A review of section 11 of the airplane builder's manual titled "Engine and Propeller Installation" revealed that RV-6/6A airplanes are designed to use "...Lycoming O-320 (150 & 160 HP) and O-360 (180 HP) engines...." As previously discussed in the "Aircraft Information" section of this report, the engine installed at the time of the accident was a 160 horsepower Lycoming O-320-B2C engine.
Examination of the nose wheel fairing which was comprised of 2 pieces, the nose gear leg, and the nose wheel and tire assembly with attached fork was performed by the NTSB Materials Laboratory located in Washington, D.C. The result of the examination of the nose gear leg revealed no cracks or fractures. The nose gear leg was bent in a "general curvature to the rear..." with a further local bend to the left near the caster. Hardness measurements on the nose gear leg were performed and found to average 42 HRC which, "...were within the required hardness range specified by the kit supplier (Vans)." Further examination of nose landing gear tire and tube revealed no penetrations and no obvious damage; folds in the tube were noted. The tube was checked for leaks; no leaks were found.
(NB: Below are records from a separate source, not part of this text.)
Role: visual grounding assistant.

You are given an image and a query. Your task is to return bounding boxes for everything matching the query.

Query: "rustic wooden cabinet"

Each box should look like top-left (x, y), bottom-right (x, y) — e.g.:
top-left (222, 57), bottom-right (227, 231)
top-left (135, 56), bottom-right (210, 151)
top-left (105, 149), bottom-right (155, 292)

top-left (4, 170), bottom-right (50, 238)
Weight and balance calculations were performed using the latest empty weight and empty weight moment of the airplane (1,023.5 pounds and 71,018.5), respectively, the weight of the pilot per the autopsy report (230 pounds), the provided weight of the passenger (145 pounds), the provided weight of baggage that was located behind the seats (8 pounds), and the provided weight of fuel in the airplane at the time of the accident (30 gallons). The calculations indicate the gross weight and center of gravity location were 1,586.5 pounds and 73.954 inches aft of datum
Failure of the nose landing gear for undetermined reasons, resulting in the airplane nosing over during the landing roll, and the pilot's decision to operate the airplane with known deficiencies in the nose landing gear. A factor contributing to the fatality in the accident was the pilot/builder's failure to adequately attach key structural members of the cockpit area, resulting in the collapse of the protective structure around the cockpit and canopy during the nose over.